Praising God at All Times.

The month of November started out great.  Our ministry team and a few pastors from Shalom churches had the honor and privilege of attending the Global Leadership Summit here in Santo Domingo put on by Bill Hybels and the Willow Creek Association.  We praise God for the opportunity to attend this incredible leadership conference, and we thank Resurrection Lutheran Church for sponsoring us in this event for the second year in a row.

The conference was tremendous.  As we listened to one speaker after another, we were challenged, stretched and inspired to give more of ourselves, individually and as a ministry team, for the glory of God and so others may know Him.  We learned a lot of interesting things about leadership and working as a team. It always seems to come back to the same thing: Love God and Love others.  The message is simple but not always easy.

Since our return from the conference, our team has faced several challenges due to misunderstanding and conflicting opinions on how to do things.  We have opportunities right in front of us to practice what we've learned about loving God and others, about leading with courage and following the example of Christ.

In times of study and reflection this month, I've been reading Gifted to Lead by Nancy Beach.  She wrote some things that I found helpful to our situation.  She said, "We human beings have an unbelievable ability to misunderstand one another, to hurt each other in small and even big ways, often without even realizing it."

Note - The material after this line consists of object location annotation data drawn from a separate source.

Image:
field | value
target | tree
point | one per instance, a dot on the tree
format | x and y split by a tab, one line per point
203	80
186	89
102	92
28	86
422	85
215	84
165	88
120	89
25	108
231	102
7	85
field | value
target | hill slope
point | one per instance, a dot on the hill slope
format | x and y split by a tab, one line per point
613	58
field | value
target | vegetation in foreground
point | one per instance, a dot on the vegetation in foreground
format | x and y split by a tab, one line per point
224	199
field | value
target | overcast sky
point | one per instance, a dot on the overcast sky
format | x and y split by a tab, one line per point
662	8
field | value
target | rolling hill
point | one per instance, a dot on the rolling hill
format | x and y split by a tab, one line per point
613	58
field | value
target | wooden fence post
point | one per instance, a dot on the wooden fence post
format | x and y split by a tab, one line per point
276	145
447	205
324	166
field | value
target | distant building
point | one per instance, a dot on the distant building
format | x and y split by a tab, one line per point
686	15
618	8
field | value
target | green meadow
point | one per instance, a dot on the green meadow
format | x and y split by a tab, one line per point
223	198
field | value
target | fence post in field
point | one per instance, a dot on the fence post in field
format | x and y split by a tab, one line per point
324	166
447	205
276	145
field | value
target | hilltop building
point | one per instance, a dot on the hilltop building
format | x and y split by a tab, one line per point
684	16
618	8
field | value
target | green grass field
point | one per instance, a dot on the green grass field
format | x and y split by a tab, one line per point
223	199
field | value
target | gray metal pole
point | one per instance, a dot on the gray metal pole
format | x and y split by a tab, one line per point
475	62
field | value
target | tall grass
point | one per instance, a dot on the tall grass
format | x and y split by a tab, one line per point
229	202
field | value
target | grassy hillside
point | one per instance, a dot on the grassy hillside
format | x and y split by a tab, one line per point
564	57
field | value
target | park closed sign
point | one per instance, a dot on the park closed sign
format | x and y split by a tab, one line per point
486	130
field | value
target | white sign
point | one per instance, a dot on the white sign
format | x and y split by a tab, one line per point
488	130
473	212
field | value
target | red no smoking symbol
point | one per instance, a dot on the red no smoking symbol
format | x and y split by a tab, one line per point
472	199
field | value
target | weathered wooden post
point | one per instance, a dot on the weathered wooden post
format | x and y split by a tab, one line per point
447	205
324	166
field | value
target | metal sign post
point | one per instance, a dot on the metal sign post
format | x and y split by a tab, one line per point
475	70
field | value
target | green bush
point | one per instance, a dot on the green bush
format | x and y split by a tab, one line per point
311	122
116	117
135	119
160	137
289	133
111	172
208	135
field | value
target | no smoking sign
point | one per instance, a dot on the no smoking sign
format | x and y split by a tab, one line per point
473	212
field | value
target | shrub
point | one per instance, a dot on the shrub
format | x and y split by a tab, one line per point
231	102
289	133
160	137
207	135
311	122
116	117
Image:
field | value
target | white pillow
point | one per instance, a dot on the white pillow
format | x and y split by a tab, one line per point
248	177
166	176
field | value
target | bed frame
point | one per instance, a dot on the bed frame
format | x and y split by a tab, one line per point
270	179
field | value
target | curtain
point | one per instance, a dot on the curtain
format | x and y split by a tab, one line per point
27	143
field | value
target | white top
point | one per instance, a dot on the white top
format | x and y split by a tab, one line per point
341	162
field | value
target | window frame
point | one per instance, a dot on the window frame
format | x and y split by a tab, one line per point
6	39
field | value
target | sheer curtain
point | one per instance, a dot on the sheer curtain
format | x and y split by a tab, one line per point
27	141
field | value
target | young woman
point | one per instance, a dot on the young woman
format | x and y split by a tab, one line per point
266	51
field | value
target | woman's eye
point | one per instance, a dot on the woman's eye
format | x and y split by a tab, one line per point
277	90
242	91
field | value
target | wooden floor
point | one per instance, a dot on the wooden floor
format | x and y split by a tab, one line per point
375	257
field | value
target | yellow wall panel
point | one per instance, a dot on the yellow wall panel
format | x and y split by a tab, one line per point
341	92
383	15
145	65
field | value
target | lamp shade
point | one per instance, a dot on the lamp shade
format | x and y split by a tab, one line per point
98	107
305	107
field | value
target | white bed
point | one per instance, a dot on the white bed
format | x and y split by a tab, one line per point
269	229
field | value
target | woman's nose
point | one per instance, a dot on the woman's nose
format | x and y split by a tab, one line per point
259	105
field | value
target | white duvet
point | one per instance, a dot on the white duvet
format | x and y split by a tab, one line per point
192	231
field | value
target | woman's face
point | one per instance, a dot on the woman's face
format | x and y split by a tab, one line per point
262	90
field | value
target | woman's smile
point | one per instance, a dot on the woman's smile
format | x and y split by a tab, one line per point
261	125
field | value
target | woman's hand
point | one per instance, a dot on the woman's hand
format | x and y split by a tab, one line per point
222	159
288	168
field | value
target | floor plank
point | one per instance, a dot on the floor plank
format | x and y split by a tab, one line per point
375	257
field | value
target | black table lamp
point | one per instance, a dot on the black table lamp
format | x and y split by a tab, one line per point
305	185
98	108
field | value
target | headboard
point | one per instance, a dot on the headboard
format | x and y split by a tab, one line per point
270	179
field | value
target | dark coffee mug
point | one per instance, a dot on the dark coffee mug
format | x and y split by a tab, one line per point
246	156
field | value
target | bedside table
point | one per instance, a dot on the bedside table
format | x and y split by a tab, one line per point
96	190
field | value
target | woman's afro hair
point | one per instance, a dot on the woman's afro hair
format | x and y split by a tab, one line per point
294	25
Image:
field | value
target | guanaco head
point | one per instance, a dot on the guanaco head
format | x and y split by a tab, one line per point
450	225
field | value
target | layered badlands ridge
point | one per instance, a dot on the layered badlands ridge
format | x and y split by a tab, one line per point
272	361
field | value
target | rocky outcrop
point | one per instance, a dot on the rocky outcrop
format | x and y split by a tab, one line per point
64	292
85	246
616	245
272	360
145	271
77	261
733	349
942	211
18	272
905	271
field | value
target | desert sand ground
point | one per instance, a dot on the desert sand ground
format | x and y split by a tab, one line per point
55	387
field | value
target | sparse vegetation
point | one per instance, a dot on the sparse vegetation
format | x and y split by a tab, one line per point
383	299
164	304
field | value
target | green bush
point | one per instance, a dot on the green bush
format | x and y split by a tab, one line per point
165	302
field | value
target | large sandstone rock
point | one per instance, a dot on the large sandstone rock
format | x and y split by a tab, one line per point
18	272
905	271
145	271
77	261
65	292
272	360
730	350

I couldn't agree more.  If you are a human being and have relationships with other human beings, at some point in your life you have probably asked yourself this question, "Why can't we get along?"  If you have worked on a team at school, work, church, other community organizations or ministries, you have probably asked yourself this question more than once.  If you work with teenagers or junior high school students, you may ask yourself this question daily!

Nancy has a simple answer to the question.  "Sin." she says.  "We are all sinners and too often get puffed up with pride, selfish about our ideas or pet projects; jealous of someone else's apparent success; bitter about feeling overworked, underappreciated or underpaid; slanderous toward coworkers or our boss in private conversation.

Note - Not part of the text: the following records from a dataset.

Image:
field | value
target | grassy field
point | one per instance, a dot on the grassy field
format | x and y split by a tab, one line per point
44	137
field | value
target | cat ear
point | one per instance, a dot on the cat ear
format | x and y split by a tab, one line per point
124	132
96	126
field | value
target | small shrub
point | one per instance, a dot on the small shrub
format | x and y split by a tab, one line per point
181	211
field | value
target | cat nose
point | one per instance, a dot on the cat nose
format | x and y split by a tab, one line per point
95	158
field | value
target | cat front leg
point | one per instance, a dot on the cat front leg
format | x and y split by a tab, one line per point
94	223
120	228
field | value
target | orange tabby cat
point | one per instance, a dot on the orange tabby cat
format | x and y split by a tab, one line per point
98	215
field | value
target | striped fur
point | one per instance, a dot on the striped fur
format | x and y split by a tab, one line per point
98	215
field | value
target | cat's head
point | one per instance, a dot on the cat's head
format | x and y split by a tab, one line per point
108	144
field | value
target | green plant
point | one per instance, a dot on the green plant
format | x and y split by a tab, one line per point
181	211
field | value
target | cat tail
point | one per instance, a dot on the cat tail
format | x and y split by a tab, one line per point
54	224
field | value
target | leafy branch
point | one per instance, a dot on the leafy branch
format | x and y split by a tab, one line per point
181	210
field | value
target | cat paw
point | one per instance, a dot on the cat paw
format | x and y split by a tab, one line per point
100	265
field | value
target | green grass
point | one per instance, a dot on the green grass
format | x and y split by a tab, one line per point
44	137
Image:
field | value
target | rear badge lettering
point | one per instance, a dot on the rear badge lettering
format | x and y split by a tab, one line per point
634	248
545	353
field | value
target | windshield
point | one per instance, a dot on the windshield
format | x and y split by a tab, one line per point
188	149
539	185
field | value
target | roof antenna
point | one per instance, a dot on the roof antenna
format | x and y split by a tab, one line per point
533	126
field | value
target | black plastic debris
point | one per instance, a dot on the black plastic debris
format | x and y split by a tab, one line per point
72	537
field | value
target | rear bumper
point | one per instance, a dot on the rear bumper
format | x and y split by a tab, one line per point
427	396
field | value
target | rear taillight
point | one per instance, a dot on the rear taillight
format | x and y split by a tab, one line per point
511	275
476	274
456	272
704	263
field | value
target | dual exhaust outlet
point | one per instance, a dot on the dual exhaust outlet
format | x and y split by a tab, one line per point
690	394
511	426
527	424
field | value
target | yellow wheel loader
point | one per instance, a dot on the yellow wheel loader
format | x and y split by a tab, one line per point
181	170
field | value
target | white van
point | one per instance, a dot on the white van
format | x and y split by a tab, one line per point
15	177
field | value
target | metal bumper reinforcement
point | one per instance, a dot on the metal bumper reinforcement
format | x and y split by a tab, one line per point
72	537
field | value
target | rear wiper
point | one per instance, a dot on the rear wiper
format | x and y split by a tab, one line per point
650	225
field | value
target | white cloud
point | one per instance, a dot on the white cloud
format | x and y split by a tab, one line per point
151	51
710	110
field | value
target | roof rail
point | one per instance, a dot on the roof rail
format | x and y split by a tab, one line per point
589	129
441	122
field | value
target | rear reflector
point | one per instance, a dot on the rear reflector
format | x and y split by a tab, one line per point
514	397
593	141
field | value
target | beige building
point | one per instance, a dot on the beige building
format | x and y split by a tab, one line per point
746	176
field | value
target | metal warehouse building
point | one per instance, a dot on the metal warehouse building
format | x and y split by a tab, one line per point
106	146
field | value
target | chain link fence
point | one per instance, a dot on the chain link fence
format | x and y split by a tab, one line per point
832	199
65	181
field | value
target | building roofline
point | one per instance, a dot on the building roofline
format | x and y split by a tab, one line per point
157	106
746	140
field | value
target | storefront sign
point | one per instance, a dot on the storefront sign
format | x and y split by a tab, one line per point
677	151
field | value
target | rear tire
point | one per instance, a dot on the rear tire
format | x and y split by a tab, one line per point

"All of us can get better at working through conflict and none of us will be able to avoid it all together.  It is perhaps the way we most grow in ministry and as followers of Jesus Christ, because our character is tested in the fire of painful emotions like pride, envy, fear and selfishness."
 
"Consider it pure joy, my brothers, whenever you face trials of many kinds, becaue you know that the testing of your faith develops perseverance.  Perseverance must finish its work so that you may be mature and complete, not lacking anything.
James 1:2-4

Nancy continues, "Once we have a relational breakdown, we have a choice to make.  Either we take steps to work towards reconciliation or we move on with bitterness, avoidance, envy and perhaps an overwhelming sense of victimization.  The only way to get through a relational breakdown, or even to get over the tiny little dings and hurts that take place along the way, is to be willing to engage in the difficult conversations."

Joselo and I, and the youth we are working with have some great opportunities ahead to be courageous, to engage in difficult conversations, to communicate honestly, listen to one another, love, honor and respect one another and to truly work together to find God-honoring solutions to the different issues that have come to the surface.

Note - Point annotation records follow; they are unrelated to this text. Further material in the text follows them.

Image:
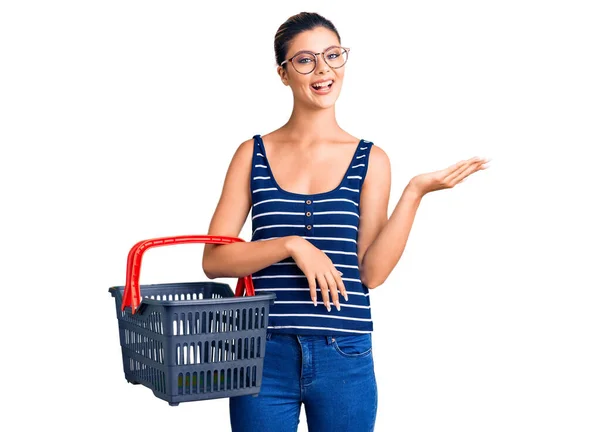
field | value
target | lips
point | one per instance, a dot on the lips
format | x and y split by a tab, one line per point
321	84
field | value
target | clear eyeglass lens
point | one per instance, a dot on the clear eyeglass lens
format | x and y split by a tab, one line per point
335	57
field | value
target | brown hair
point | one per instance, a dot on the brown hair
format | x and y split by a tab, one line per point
295	25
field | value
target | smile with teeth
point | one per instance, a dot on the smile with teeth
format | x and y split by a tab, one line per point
322	85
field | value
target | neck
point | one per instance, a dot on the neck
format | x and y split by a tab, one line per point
312	125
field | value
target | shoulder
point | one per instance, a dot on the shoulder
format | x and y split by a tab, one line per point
244	151
379	167
378	158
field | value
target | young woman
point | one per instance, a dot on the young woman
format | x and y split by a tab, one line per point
309	184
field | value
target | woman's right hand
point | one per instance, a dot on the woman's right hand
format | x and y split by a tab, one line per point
317	266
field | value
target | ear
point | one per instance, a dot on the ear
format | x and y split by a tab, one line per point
283	75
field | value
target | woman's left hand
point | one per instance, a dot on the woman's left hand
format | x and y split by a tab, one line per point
447	178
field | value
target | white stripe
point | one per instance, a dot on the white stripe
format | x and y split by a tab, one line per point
305	289
274	226
336	226
309	302
270	213
341	252
325	316
336	212
323	328
330	238
277	276
337	199
298	276
277	199
345	265
260	190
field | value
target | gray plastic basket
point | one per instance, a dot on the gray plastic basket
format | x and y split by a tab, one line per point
195	340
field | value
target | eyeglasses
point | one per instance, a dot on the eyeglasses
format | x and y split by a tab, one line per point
306	61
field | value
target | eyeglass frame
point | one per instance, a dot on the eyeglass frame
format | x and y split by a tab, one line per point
316	55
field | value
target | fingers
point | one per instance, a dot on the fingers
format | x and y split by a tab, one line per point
337	275
324	290
463	170
332	284
312	286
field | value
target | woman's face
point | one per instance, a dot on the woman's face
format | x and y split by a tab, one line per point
316	40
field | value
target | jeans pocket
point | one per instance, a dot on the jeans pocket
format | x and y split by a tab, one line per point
353	345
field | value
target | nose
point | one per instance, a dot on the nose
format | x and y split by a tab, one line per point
322	65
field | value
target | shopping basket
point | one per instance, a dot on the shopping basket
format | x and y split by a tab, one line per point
194	340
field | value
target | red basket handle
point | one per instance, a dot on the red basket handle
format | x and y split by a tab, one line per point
131	294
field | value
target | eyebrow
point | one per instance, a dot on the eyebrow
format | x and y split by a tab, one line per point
330	46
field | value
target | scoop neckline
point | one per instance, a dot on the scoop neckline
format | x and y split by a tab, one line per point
280	189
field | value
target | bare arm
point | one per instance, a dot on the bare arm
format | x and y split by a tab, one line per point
242	258
381	241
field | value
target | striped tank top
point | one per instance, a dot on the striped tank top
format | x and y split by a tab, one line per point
329	221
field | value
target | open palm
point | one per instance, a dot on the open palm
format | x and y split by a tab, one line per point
449	177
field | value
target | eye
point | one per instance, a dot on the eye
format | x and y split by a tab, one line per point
304	59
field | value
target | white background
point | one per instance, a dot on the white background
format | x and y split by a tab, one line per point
118	122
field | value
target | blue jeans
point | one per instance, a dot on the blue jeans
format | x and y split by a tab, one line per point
332	375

We know we can't do it alone.  We must depend completely on God for grace and mercy, for wisdom and understanding, and for God to do what only He can do as He demonstrated with power when Jesus Christ rose from the dead, paying the penalty of our sins and making all things new.  Because Jesus shed his blood for us on the cross, we all have the hope of reconciliation.
 
"God made him who had no sin to be sin for us, so that in him we might become the righteousness of God." 2 Corinthians 5:21
We enter the season of Advent, a season of waiting and preparing for the coming of Christ, Our Savior,  with hope because Jesus, being in very nature God, did not consider equality with God something to be grasped but made himself nothing, taking the very nature of a servant, being made in human likeness, and being found in appearance as a man, he humbled himself and became obedient to death - even death on a cross! (Phil 2:6-8)  Praise the Lord!